Configure your OAuth provider to redirect to your custom scheme after authentication. Most providers let you specify a redirect URI in their dashboard. Use something like myapp://callback or myapp://auth/complete.

Create the authentication session with your OAuth URL and callback scheme. The session presents Safari, waits for the redirect, and delivers the callback URL.

import AuthenticationServices

func startAuthentication() {
    let authURL = URL(string: "https://provider.com/oauth/authorize?client_id=YOUR_ID&redirect_uri=myapp://callback")!
    let callbackScheme = "myapp"

    let session = ASWebAuthenticationSession(
        url: authURL,
        callbackURLScheme: callbackScheme
    ) { callbackURL, error in
        if let error = error {
            // Handle cancellation or other errors
            print("Authentication failed: \(error)")
            return
        }

        guard let callbackURL = callbackURL else {
            print("No callback URL received")
            return
        }

        // Extract the token from the URL
        self.handleCallback(url: callbackURL)
    }

    session.presentationContextProvider = self
    session.start()
}

func handleCallback(url: URL) {
    guard let components = URLComponents(url: url, resolvingAgainstBaseURL: false),
          let token = components.queryItems?.first(where: { $0.name == "token" })?.value else {
        return
    }

    // Use the token
    print("Received token: \(token)")
}

The completion handler runs on the main thread, so you can update UI directly. Check for errors first, since users can cancel the authentication flow by tapping Done. Extract any tokens or authorization codes from the callback URL’s query parameters.

Using Universal Links

Universal links require more setup but provide a better user experience. Start by hosting an apple-app-site-association file on your domain at https://myapp.com/.well-known/apple-app-site-association.

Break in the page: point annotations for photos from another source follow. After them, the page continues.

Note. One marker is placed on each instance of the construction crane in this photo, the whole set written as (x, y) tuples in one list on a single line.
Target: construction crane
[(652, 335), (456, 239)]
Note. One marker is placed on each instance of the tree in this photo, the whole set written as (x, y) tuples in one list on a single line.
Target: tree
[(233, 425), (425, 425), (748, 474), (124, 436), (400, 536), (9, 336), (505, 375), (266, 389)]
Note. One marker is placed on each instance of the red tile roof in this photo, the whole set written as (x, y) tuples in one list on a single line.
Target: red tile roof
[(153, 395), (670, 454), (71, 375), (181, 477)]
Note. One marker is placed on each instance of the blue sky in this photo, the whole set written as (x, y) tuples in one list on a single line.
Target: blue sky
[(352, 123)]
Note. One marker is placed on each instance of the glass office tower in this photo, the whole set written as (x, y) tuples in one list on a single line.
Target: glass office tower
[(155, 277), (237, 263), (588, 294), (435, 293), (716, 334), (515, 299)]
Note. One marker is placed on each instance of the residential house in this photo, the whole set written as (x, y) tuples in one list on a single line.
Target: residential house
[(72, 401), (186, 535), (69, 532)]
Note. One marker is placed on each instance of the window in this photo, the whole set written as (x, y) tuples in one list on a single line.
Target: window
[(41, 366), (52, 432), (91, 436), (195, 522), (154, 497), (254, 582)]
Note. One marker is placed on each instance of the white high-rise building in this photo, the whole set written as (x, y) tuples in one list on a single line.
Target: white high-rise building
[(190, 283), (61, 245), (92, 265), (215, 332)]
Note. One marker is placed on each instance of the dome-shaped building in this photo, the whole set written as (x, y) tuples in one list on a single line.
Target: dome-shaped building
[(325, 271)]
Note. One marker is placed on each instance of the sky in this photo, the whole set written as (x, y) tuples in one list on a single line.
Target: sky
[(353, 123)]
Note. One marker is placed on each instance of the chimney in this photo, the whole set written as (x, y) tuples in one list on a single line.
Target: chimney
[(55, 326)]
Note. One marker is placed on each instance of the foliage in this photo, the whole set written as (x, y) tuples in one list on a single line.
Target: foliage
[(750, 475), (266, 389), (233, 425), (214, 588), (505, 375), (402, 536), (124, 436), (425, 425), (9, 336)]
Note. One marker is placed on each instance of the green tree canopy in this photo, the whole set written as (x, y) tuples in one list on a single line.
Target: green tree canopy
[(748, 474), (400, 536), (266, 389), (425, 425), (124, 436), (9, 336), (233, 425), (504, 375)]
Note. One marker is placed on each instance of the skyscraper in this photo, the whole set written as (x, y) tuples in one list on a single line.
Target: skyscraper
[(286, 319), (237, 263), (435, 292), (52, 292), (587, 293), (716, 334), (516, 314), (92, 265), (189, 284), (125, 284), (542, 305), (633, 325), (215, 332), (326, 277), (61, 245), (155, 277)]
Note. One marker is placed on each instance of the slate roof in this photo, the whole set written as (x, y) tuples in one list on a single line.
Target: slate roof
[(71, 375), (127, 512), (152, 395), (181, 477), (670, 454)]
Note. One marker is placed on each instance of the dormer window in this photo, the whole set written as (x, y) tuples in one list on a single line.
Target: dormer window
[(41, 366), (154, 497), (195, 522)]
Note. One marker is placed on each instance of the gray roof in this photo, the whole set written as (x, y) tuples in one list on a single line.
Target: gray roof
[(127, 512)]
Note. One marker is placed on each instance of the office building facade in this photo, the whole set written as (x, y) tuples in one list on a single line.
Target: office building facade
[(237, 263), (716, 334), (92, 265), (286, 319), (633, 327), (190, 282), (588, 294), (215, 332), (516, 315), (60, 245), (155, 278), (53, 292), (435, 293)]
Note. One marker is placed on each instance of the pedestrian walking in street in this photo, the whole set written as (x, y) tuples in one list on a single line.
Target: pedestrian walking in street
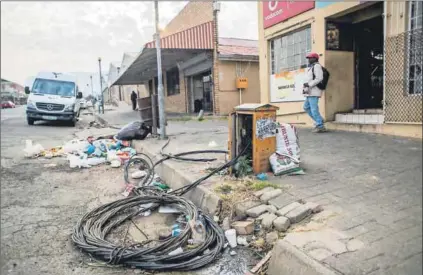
[(134, 100), (312, 92)]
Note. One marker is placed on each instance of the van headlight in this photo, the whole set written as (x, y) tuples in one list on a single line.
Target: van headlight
[(30, 104), (70, 107)]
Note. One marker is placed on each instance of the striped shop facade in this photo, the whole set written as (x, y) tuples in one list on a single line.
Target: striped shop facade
[(198, 37)]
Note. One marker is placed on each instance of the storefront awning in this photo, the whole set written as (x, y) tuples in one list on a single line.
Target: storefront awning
[(144, 67), (175, 49)]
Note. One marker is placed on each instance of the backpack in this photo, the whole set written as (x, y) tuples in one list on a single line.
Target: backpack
[(322, 85)]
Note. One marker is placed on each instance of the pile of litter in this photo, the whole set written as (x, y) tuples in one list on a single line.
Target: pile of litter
[(286, 159), (196, 242), (86, 153), (115, 150)]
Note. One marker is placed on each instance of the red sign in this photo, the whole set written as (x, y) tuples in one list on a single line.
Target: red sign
[(278, 11)]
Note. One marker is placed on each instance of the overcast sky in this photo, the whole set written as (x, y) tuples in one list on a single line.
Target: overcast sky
[(70, 36)]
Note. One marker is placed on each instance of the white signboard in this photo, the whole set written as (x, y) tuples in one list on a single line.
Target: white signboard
[(287, 86)]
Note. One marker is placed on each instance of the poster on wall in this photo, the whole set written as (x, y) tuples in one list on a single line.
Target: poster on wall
[(278, 11), (287, 86)]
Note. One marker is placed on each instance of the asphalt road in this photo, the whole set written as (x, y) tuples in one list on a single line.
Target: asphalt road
[(42, 200), (15, 130)]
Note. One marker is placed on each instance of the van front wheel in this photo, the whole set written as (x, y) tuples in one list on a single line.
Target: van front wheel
[(30, 121)]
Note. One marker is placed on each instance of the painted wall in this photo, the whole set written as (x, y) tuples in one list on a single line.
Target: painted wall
[(339, 96), (293, 112), (229, 94), (176, 103), (193, 14)]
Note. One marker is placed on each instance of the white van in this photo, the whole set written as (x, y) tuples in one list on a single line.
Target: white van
[(53, 96)]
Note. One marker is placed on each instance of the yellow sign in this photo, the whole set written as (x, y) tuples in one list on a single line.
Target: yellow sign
[(287, 86)]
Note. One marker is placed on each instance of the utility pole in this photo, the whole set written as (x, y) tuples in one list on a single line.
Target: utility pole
[(120, 92), (159, 76), (92, 88), (101, 86)]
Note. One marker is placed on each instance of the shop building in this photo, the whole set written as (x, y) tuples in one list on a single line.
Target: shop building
[(123, 92), (200, 70), (373, 51)]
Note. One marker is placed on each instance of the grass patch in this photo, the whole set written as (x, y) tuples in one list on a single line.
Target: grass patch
[(258, 185), (224, 189)]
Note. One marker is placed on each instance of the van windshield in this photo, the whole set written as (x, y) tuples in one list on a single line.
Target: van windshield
[(53, 87)]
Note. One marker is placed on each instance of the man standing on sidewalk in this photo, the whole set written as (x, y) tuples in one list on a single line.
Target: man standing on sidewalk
[(312, 93), (134, 100)]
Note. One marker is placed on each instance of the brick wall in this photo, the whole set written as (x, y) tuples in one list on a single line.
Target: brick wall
[(176, 103), (193, 14)]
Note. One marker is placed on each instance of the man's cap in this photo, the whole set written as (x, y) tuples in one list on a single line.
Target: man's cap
[(312, 55)]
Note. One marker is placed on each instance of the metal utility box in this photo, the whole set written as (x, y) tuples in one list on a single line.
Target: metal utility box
[(253, 125)]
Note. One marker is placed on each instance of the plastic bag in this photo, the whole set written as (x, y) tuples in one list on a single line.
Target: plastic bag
[(75, 146), (286, 159), (84, 162), (284, 164), (32, 150), (287, 142), (133, 130)]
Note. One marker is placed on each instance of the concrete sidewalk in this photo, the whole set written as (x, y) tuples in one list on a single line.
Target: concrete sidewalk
[(369, 185)]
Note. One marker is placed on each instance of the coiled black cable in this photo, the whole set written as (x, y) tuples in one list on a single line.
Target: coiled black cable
[(91, 230)]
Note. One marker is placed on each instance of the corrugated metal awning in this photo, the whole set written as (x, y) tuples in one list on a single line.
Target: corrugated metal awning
[(198, 37)]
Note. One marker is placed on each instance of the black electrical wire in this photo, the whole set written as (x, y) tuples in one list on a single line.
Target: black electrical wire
[(92, 229)]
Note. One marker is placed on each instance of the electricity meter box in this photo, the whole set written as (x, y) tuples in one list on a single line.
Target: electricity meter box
[(253, 126)]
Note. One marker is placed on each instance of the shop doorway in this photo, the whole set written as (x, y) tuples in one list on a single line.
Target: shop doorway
[(201, 93), (369, 55)]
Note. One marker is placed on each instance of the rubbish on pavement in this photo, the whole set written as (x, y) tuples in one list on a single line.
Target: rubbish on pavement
[(133, 130), (128, 190), (177, 251), (138, 174), (212, 144), (32, 150), (115, 163), (166, 209), (242, 241), (286, 159), (262, 176), (231, 237), (160, 185), (198, 231)]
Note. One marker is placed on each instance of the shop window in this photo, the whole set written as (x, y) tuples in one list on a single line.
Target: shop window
[(172, 81), (415, 59), (288, 52), (338, 36)]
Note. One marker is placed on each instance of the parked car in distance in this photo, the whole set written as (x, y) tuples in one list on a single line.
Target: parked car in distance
[(7, 104)]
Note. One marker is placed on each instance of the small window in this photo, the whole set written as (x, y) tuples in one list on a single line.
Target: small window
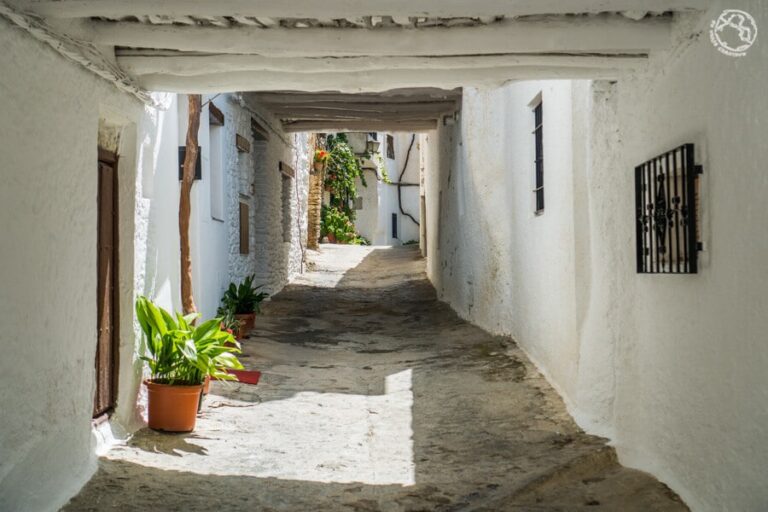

The file tells iOS which paths your app handles.

{
    "applinks": {
        "apps": [],
        "details": [{
            "appID": "TEAMID.com.example.myapp",
            "paths": ["/auth/callback"]
        }]
    }
}

Add the associated domain entitlement to your app. In Xcode, go to your target’s Signing & Capabilities, add Associated Domains, and include your domain with the applinks prefix.

applinks:myapp.com

Configure your OAuth provider to redirect to your HTTPS callback URL. Use something like https://myapp.com/auth/callback instead of a custom scheme.

The authentication session setup looks nearly identical to the custom scheme approach. The key difference is the callback scheme parameter. Pass https as the scheme, and ASWebAuthenticationSession will match universal links.

func startAuthentication() {
    let authURL = URL(string: "https://provider.com/oauth/authorize?client_id=YOUR_ID&redirect_uri=https://myapp.com/auth/callback")!
    let callbackScheme = "https"

    let session = ASWebAuthenticationSession(
        url: authURL,
        callbackURLScheme: callbackScheme
    ) { callbackURL, error in
        if let error = error {
            print("Authentication failed: \(error)")
            return
        }

        guard let callbackURL = callbackURL else {
            print("No callback URL received")
            return
        }

        self.handleCallback(url: callbackURL)
    }

    session.prefersEphemeralWebBrowserSession = false
    session.presentationContextProvider = self
    session.start()
}

The callback handling works the same way. Parse the URL components and extract your authentication data.

Universal links feel more professional and integrate better with iOS. Users see regular web URLs, and the transition back to your app feels seamless. The setup cost is higher, but the improved user experience usually justifies the effort for production apps.